10. Prepare national health accounts on an annual basis.




  1. A major effort is being made to gather data and analyze the health care system. The Ministry of Health publishes an annual statistics report providing data on system resources and their utilization. Entitled “The Health of Algerians” (La santé des Algériennes et des Algériens), the document provides a yearly snapshot of the state of public health and of the health care system. The “health map” was partly updated in 2005. The report on hospital reform, which has not yet been published, analyzes and proposes a number of particularly useful reforms. National health accounts (NHA) were published for the first time in 2003. This is an exercise that should be updated regularly but, as the NHA report indicates, this will require provision of additional resources.




  1. But multiple gaps prevent the drafting of a sound strategy. The health map does not include epidemiological data, so it is not possible to establish the linkage between institutions and facilities and public health needs. As of 2005, the health map shows data on private-sector capacities, but these are still not taken into account in projections. Finally, the standards applied for equipment—in particular, the number of beds per capita—have not been updated since 1980. They are ambitious and should be reexamined. Besides, the NHA contain no incidence analysis of health spending, thus it is not known whether improved health access has really benefited the most vulnerable population groups. Finally, there is very little information on the activity of health institutions and on the quality of the care that they provide.

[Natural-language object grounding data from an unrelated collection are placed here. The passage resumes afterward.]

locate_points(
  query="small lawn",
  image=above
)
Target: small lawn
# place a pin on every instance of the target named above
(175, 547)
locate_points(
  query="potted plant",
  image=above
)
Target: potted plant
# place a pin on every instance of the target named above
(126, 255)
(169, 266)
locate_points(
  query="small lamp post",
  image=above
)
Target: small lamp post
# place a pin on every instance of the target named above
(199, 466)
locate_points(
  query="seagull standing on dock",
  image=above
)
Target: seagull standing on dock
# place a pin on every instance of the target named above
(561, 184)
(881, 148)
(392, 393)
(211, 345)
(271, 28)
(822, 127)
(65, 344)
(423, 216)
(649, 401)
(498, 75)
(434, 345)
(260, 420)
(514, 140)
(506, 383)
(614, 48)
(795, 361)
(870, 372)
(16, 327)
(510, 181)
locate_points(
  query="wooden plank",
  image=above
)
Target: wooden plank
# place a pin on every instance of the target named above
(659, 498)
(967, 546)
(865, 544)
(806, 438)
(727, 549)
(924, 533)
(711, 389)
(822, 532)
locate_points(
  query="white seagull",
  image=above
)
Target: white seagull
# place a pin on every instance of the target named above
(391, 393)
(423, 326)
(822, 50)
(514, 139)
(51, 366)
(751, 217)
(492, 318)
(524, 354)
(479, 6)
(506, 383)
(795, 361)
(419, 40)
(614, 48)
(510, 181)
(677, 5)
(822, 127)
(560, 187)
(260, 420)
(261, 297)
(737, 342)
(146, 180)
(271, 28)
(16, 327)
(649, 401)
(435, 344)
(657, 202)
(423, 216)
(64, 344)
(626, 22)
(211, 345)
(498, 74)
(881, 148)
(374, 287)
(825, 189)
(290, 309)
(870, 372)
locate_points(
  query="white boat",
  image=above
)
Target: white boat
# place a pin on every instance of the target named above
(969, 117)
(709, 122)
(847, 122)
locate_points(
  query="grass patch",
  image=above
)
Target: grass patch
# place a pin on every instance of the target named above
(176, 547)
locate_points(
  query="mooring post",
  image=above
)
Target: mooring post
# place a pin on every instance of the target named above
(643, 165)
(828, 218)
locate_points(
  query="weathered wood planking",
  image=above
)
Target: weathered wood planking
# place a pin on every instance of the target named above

  1. Data are not widely disseminated. It appears that some documents are known and used only by the offices that prepare them, rather than serving to guide the overall activity of the Ministry of Health (for example, in the case of the health map). In the public health field, many thematic programs are defined based on the problems identified in the wilayas—for example, combating hospital-acquired infections, and the national tuberculosis campaign. Yet the link between these programs and their funding is not always made.




  1. Finally, most of these problems can be explained by inadequate resources in information systems and qualified personnel, both at the central and wilaya levels. For example, the ministry’s planning directorate has only one information technology expert and one statistician on staff, far too few to computerize the system and collect and exploit data.